I am lonely.
That may sound a bit silly to the people who know me. I am surrounded by people all the time. I am currently living with my parents and sisters as I figure out how to get on my two feet again and I have good friends in my church community and in/out of state. Through the eyes of an observer, there should be no way I could be lonely. But I am. Perhaps it is a different kind of lonely though.
Like I mentioned before, Chris and I were dissolved into each other. We blended together in love, thus we were whole in a new way, together. When you lose a spouse, the pieces of you that blended into that person go too and it feels like one must live on broken, missing some pieces, like an amputee in a metaphorical sense.
I was sitting alone for lunch yesterday at a sushi restaurant. As I sat there and sipped my green tea, I observed my surroundings and realized how out of place I feel in the world now. Before Chris, I was perfectly comfortable to eat at a restaurant or catch a movie alone. Now, it just feels wrong.
I was whole before I met my husband, but I became whole in a completely new way with him and I have now lost those pieces that were dissolved into him as I lost him.
I miss him so much. I miss his commentary. I miss the gallons of knowledge that would ooze out of him uncontrollably. I miss his touch and being able to reach out across the table to hold his hand. I miss his support and understanding. I miss running home to him, eager to tell him what I was excited about. I miss turning to him in sadness. He was my person. All of that is lost now and I am a bit lost too.
But like an amputee, one must muster the courage to move forward in a new condition. I must find my figurative prosthetic and learn to walk my life in a different way. It won’t be anything comparable to the completeness I felt with my husband, but I pray I can move forward with strength.

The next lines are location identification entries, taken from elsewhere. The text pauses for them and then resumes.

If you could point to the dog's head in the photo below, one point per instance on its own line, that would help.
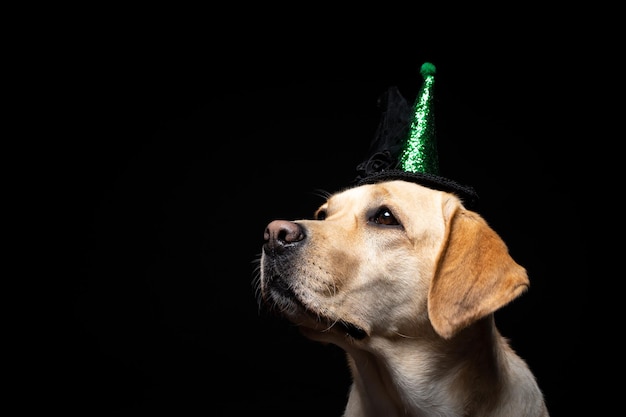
(387, 259)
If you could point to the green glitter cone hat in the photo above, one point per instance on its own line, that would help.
(405, 147)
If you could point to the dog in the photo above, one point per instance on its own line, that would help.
(406, 281)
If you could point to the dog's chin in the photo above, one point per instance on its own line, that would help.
(313, 324)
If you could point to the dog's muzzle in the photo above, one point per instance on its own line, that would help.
(283, 243)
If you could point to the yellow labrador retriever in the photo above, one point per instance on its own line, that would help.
(406, 280)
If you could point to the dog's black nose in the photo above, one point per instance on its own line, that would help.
(280, 233)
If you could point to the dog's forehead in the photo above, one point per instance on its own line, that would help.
(382, 193)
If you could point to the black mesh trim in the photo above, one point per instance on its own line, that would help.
(465, 193)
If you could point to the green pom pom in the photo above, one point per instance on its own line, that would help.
(427, 69)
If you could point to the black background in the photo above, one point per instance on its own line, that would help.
(184, 146)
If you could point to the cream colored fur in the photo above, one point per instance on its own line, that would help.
(406, 281)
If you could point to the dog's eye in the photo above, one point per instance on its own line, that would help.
(385, 217)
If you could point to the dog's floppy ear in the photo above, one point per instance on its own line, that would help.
(475, 274)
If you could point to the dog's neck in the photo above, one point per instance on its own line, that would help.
(427, 375)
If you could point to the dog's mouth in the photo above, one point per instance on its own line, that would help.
(284, 295)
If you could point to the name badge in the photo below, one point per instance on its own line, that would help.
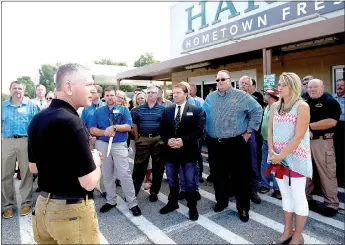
(21, 109)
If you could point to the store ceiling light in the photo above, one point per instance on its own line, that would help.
(309, 44)
(198, 65)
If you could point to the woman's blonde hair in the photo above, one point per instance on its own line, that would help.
(135, 104)
(123, 94)
(293, 82)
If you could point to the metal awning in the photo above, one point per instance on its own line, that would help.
(305, 32)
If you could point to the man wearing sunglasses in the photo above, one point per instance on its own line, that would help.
(113, 122)
(231, 117)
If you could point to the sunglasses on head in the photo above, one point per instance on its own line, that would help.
(222, 79)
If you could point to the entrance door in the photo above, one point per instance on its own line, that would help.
(338, 72)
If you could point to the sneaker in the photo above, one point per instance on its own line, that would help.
(8, 213)
(255, 198)
(219, 207)
(25, 210)
(135, 211)
(147, 186)
(329, 212)
(277, 194)
(244, 216)
(153, 198)
(264, 190)
(106, 207)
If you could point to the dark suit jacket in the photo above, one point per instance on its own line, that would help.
(190, 130)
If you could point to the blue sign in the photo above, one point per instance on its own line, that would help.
(277, 16)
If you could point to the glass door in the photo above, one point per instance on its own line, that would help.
(338, 72)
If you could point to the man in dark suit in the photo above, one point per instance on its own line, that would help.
(181, 127)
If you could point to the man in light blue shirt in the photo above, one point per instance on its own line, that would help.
(17, 113)
(88, 112)
(339, 133)
(231, 117)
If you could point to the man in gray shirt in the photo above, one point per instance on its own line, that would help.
(231, 117)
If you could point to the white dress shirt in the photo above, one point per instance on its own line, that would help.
(181, 110)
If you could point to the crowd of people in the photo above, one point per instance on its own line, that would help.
(285, 136)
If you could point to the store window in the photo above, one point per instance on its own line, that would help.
(338, 72)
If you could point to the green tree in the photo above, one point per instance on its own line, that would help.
(145, 59)
(47, 73)
(4, 96)
(30, 87)
(110, 62)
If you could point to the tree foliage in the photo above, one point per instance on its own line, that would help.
(47, 72)
(30, 87)
(110, 62)
(145, 59)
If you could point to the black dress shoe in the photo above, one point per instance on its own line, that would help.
(135, 211)
(193, 214)
(255, 198)
(219, 207)
(244, 215)
(153, 198)
(106, 207)
(168, 208)
(182, 195)
(329, 212)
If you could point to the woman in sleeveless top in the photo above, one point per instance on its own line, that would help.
(289, 154)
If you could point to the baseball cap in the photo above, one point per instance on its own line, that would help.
(272, 91)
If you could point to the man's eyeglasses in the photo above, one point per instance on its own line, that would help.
(222, 79)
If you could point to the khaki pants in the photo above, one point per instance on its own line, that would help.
(324, 157)
(56, 222)
(15, 150)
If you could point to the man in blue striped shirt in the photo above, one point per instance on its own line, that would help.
(17, 113)
(231, 117)
(146, 127)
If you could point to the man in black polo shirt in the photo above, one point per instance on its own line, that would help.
(146, 127)
(59, 151)
(324, 112)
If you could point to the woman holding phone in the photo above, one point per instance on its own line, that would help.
(289, 154)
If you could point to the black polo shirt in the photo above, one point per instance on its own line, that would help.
(322, 108)
(59, 145)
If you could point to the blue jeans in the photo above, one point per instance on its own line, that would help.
(265, 180)
(188, 173)
(183, 181)
(254, 163)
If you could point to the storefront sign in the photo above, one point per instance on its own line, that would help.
(269, 81)
(275, 17)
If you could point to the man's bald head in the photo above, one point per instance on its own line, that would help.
(315, 88)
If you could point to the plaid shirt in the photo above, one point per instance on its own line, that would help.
(16, 118)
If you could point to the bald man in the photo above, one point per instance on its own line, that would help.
(324, 113)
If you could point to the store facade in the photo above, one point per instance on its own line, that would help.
(257, 39)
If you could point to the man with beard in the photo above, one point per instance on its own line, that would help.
(339, 132)
(112, 123)
(17, 113)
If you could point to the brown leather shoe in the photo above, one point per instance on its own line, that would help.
(25, 210)
(8, 213)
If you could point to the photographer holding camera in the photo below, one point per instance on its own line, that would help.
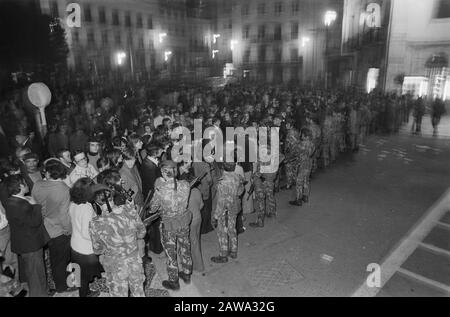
(118, 238)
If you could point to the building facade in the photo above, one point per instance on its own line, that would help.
(277, 41)
(419, 48)
(364, 43)
(399, 46)
(138, 38)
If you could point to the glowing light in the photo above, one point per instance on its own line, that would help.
(330, 17)
(233, 43)
(162, 36)
(120, 57)
(305, 40)
(166, 55)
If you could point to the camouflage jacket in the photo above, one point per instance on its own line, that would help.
(229, 188)
(116, 234)
(306, 151)
(171, 203)
(291, 145)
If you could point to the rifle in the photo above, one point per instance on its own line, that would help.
(251, 190)
(147, 200)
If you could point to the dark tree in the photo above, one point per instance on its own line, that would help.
(27, 44)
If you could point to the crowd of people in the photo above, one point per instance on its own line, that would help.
(102, 191)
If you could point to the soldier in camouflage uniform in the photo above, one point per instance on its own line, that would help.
(264, 191)
(328, 147)
(316, 133)
(229, 189)
(304, 166)
(291, 144)
(119, 239)
(171, 199)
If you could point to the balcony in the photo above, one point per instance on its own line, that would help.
(375, 36)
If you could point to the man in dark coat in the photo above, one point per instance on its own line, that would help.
(28, 235)
(150, 172)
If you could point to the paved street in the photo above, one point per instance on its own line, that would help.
(360, 209)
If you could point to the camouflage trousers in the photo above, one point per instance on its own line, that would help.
(353, 141)
(8, 286)
(172, 242)
(340, 142)
(303, 180)
(329, 150)
(226, 232)
(123, 274)
(291, 173)
(265, 197)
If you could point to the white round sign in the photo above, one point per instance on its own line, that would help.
(39, 95)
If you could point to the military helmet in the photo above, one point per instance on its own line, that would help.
(168, 164)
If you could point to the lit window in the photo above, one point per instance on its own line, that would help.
(102, 15)
(87, 14)
(443, 9)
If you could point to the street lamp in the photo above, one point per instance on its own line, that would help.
(305, 40)
(120, 57)
(233, 43)
(162, 36)
(166, 55)
(329, 18)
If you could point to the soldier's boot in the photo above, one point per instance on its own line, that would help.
(172, 285)
(185, 277)
(296, 203)
(219, 259)
(258, 223)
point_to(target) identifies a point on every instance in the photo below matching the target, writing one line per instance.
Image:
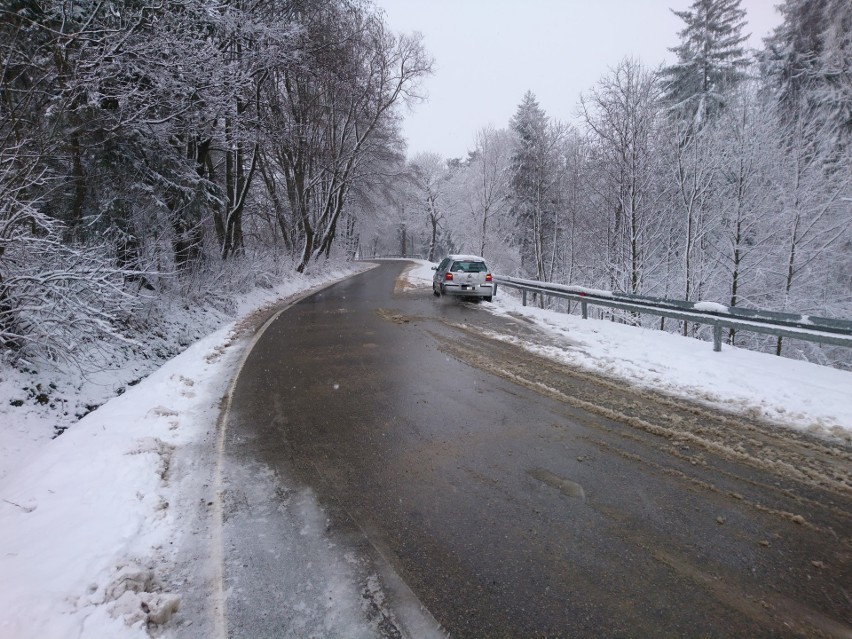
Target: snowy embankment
(90, 521)
(787, 392)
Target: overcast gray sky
(488, 53)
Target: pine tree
(710, 59)
(531, 180)
(807, 65)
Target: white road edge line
(220, 621)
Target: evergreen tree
(807, 64)
(531, 180)
(710, 59)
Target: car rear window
(468, 267)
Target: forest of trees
(724, 177)
(146, 148)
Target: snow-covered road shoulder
(783, 391)
(91, 521)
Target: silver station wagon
(463, 276)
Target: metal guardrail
(812, 329)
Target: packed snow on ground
(788, 392)
(90, 520)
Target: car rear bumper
(482, 290)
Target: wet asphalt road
(518, 498)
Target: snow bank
(710, 307)
(788, 392)
(88, 520)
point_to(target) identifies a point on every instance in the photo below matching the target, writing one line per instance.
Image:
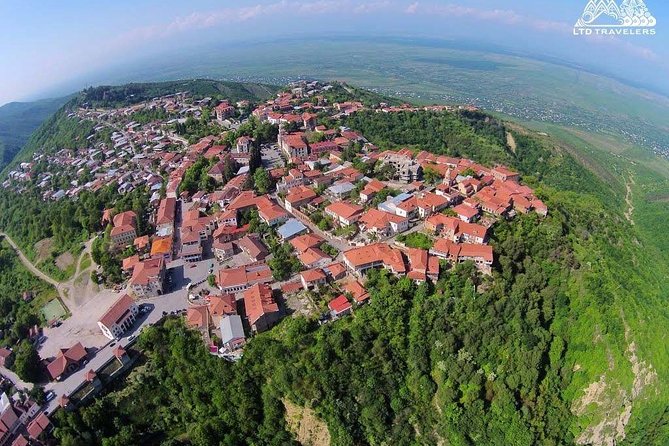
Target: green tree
(27, 362)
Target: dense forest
(466, 360)
(115, 96)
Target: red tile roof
(339, 304)
(258, 301)
(117, 311)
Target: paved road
(13, 377)
(28, 264)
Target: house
(339, 306)
(422, 265)
(357, 291)
(335, 271)
(383, 224)
(125, 229)
(252, 246)
(481, 255)
(243, 144)
(370, 190)
(379, 255)
(313, 278)
(119, 317)
(40, 424)
(232, 332)
(122, 236)
(270, 212)
(148, 278)
(66, 361)
(262, 310)
(456, 230)
(291, 229)
(314, 258)
(165, 216)
(503, 173)
(162, 247)
(306, 241)
(235, 280)
(5, 356)
(344, 213)
(429, 203)
(299, 197)
(466, 213)
(224, 110)
(223, 250)
(340, 190)
(222, 305)
(293, 145)
(198, 317)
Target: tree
(27, 362)
(262, 181)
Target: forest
(466, 360)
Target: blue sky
(43, 44)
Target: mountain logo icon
(608, 14)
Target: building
(270, 212)
(162, 247)
(235, 280)
(262, 310)
(457, 230)
(5, 356)
(466, 213)
(166, 216)
(252, 246)
(356, 291)
(222, 305)
(481, 255)
(148, 278)
(344, 213)
(383, 224)
(293, 146)
(339, 306)
(124, 231)
(119, 317)
(66, 361)
(40, 424)
(298, 197)
(313, 279)
(244, 144)
(198, 317)
(306, 241)
(232, 332)
(291, 229)
(379, 255)
(371, 190)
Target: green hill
(564, 344)
(18, 120)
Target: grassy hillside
(113, 96)
(18, 120)
(565, 344)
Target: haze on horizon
(46, 47)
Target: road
(28, 264)
(13, 377)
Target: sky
(48, 44)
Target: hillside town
(295, 230)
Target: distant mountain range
(18, 120)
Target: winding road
(66, 290)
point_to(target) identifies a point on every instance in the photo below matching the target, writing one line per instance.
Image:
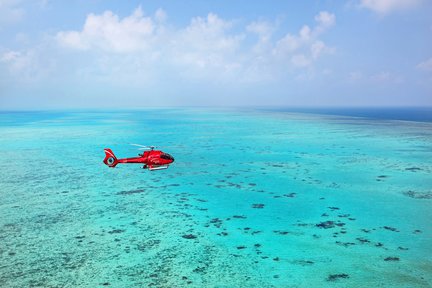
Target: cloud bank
(388, 6)
(208, 47)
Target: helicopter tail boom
(110, 159)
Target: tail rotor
(110, 159)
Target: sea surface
(255, 198)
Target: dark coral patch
(418, 195)
(335, 277)
(392, 259)
(326, 224)
(189, 236)
(116, 231)
(391, 228)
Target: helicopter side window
(166, 156)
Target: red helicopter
(152, 159)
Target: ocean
(255, 198)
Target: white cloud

Of course I am speaking for myself, but I am sure other widow/widowers feel this way too. The type of solitude that one feels from the loss of a spouse is what feels to be of the highest magnitude. I am thankful for the support of the friends and family surrounding me, but the only person I want is the person I can’t have. My other half is missing now and life feels so off balance. I hope I can find balance again. I don’t know if the loneliness in missing a spouse ever really goes away. But, like the stretch of my soul trying to reach Chris who is now a bit further away, perhaps the pain of loneliness will lessen a little with practice as I strengthen the parts of me that are still here. Only with God, though. Only with God.